After weeks of mobilising people, 18 October finally came. I met up with the organising committee before we headed to the Malaysian High Commission. Our leader, Jo Fan, was clearly stressed out. As expected, the turnout was not exactly what I would call comparable to Bersih 3.0. 70 of us, dressed in black, were chanting, giving speeches and holding up placards demanding the repeal of the Sedition Act. For a good part of the protest, we saw no movement whatsoever for the High Commission. It was only after the protest when we lined up against the metal gates for a picture with our posters did we see the mobile phones pop up from the curtains.
And just like that, it was over.
Though most of the stress has gone by now, the weeks leading up to the protest has given me — and probably, the rest of the committee — a lot to think about and a lot to learn from.
We learnt that this wasn’t just about the Sedition Act, it was about fighting an education system that has taught Malaysian students not to care, not to question, a system that has put fear into students for thinking critically. In the course of mobilising people, I came to learn that scholarship holders were not allowed to participate in such events as stated in their contracts. While I did expect this out of government scholarships, I did not expect this out of corporate sponsors. One of my friends told me how his contract explicitly warns against participating in anything seditious and another told me about how she was not allowed to take part in public demonstrations. Fear was entrenched in the private sector as well.
I learnt to manage my expectations: if I was serious about activism long term, I had to face the fact that this was not going to be my only disappointment. I could not shut out Malaysians around me simply because I felt they didn’t care enough. Not everybody is willing to protest; everybody has different roles to play in the long run. As for those who simply chose to remain ignorant, I had to stop myself from judging them harshly; many of us came from a system that taught us to be like that. Not everybody would want to step out of the system — not everybody can.

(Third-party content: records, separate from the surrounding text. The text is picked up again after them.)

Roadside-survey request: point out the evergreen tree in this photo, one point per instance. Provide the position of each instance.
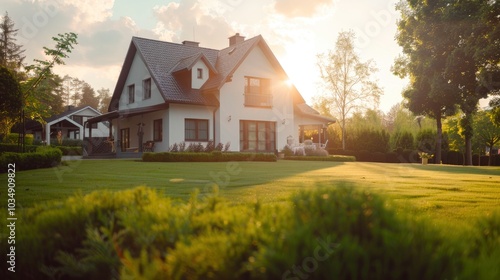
(11, 54)
(88, 97)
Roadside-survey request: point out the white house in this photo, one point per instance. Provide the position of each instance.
(172, 93)
(69, 125)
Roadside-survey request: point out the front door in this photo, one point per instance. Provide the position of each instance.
(124, 139)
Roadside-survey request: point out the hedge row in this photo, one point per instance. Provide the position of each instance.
(330, 232)
(216, 156)
(335, 158)
(44, 157)
(14, 148)
(411, 156)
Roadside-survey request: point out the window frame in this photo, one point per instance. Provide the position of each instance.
(146, 88)
(131, 93)
(261, 97)
(269, 139)
(196, 130)
(158, 130)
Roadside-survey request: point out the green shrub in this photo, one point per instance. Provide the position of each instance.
(44, 157)
(216, 156)
(14, 148)
(13, 138)
(334, 158)
(70, 150)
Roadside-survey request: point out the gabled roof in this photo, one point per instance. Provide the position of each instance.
(308, 111)
(189, 62)
(70, 112)
(164, 59)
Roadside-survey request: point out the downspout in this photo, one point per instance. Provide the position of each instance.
(213, 124)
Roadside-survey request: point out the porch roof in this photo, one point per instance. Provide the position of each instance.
(127, 113)
(308, 111)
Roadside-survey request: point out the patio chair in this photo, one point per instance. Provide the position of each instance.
(149, 146)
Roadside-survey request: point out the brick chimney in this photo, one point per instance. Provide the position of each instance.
(235, 39)
(191, 43)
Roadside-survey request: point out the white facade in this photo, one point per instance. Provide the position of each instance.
(137, 75)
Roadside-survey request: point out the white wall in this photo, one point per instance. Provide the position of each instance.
(232, 102)
(148, 120)
(179, 112)
(138, 73)
(195, 82)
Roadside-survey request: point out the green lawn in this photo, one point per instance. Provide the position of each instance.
(449, 194)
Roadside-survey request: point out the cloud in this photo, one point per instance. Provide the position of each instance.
(187, 20)
(300, 8)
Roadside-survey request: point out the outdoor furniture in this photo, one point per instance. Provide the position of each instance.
(149, 146)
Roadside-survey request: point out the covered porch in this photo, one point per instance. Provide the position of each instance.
(126, 137)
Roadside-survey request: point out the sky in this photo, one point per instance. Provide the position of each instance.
(296, 31)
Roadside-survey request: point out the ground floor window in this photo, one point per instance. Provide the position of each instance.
(196, 130)
(125, 139)
(257, 136)
(158, 130)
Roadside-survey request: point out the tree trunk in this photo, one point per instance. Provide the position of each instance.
(343, 134)
(468, 150)
(439, 139)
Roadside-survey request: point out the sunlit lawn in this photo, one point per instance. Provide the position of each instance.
(450, 194)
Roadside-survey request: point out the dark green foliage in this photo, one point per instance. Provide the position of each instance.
(71, 150)
(335, 158)
(13, 138)
(340, 232)
(44, 157)
(14, 148)
(216, 156)
(403, 139)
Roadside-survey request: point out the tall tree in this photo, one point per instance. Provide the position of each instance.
(426, 44)
(104, 99)
(41, 70)
(10, 96)
(11, 54)
(88, 97)
(488, 134)
(348, 80)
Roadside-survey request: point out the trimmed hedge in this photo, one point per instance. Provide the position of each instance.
(70, 150)
(44, 157)
(13, 138)
(14, 148)
(337, 158)
(215, 156)
(330, 232)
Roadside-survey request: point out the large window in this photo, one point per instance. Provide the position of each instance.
(196, 130)
(258, 136)
(258, 92)
(158, 130)
(124, 139)
(146, 86)
(131, 94)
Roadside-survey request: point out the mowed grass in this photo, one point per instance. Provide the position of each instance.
(446, 194)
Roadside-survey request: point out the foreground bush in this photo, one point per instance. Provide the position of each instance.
(215, 156)
(337, 158)
(44, 157)
(326, 233)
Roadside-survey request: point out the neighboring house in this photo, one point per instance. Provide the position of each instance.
(70, 123)
(172, 93)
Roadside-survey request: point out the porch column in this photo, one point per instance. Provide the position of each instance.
(47, 134)
(90, 139)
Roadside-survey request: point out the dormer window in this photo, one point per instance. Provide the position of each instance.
(131, 94)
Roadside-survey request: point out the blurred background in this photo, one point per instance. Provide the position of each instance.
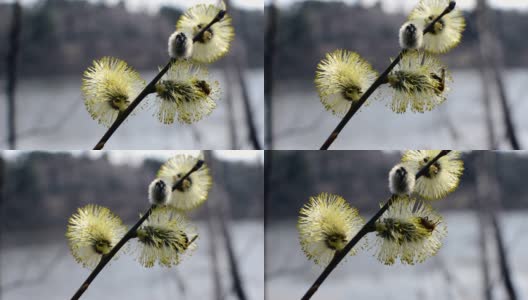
(41, 190)
(485, 104)
(483, 256)
(49, 43)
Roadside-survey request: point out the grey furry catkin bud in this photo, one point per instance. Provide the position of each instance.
(411, 36)
(159, 192)
(401, 180)
(180, 45)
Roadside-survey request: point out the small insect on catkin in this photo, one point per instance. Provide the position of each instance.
(180, 45)
(401, 180)
(411, 36)
(159, 192)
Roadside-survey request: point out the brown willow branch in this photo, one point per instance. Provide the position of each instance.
(377, 83)
(149, 88)
(338, 257)
(132, 233)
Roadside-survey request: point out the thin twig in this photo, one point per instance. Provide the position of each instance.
(149, 88)
(379, 81)
(362, 232)
(132, 233)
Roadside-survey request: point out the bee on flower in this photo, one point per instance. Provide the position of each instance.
(164, 237)
(443, 176)
(159, 192)
(402, 179)
(446, 33)
(215, 41)
(409, 230)
(187, 90)
(193, 190)
(92, 232)
(419, 81)
(341, 79)
(326, 224)
(108, 87)
(411, 36)
(180, 45)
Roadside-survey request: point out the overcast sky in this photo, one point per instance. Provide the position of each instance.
(405, 5)
(136, 157)
(153, 5)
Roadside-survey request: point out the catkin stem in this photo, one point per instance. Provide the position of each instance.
(338, 257)
(132, 233)
(149, 88)
(377, 83)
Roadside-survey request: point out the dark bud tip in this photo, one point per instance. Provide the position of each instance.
(199, 164)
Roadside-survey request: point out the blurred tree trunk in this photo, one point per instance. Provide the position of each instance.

I also learnt to always look at the positives. One woman gave a speech at a protest telling us that when Bersih first started out, it was just five people protesting in front of the High Commission every Saturday. It took over five years for that small group to progress to the Bersih 3.0 turn out. Maybe in a couple of years, with enough effort, there will no longer be 70 of us but hundreds instead.
I learnt the importance of surrounding yourself with like-minded people because where else are you going to draw your energy from? We had to stay together for the purpose of encouraging each other.

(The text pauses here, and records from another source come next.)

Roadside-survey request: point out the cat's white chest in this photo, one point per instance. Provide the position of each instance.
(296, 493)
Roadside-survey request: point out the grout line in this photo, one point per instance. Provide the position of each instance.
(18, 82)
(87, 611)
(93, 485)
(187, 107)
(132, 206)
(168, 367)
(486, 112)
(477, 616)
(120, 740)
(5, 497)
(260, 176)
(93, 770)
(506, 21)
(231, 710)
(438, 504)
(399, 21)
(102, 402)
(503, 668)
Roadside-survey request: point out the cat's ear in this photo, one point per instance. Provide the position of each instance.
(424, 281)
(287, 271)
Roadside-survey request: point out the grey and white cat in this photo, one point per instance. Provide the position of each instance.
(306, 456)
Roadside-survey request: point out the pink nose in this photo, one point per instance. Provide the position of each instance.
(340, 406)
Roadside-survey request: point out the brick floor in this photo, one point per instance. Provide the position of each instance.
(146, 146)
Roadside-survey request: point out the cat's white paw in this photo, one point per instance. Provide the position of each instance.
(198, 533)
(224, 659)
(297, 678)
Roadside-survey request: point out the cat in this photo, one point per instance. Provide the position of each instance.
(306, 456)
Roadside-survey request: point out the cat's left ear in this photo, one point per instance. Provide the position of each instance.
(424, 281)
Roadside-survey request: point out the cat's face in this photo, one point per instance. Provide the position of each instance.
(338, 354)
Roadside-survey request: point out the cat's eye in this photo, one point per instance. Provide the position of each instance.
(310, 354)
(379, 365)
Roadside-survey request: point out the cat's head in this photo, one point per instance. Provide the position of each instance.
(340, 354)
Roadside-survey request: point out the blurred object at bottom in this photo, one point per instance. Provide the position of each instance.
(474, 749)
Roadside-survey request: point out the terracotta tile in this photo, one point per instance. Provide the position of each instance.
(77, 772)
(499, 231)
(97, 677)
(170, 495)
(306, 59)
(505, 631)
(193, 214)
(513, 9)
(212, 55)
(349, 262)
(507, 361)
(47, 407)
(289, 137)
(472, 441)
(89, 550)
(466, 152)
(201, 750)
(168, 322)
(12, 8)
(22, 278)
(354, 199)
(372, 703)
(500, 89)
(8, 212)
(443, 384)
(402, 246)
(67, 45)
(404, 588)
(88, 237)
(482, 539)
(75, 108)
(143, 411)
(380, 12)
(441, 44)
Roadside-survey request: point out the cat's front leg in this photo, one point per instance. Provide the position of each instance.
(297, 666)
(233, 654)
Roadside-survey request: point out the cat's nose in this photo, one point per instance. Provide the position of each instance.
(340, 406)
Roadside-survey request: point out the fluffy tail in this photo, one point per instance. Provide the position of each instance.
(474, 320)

I also learnt that despite the exhaustion, despite the heart-wrenching disappointments, I wanted to be involved in the process of changing Malaysia in the long term. Raising awareness about the Act in the course of mobilising people was the best thing that resulted from this. From my side, the second best thing was being even more sure about wanting to be involved in the process of change.
And that makes the exhaustion worth it.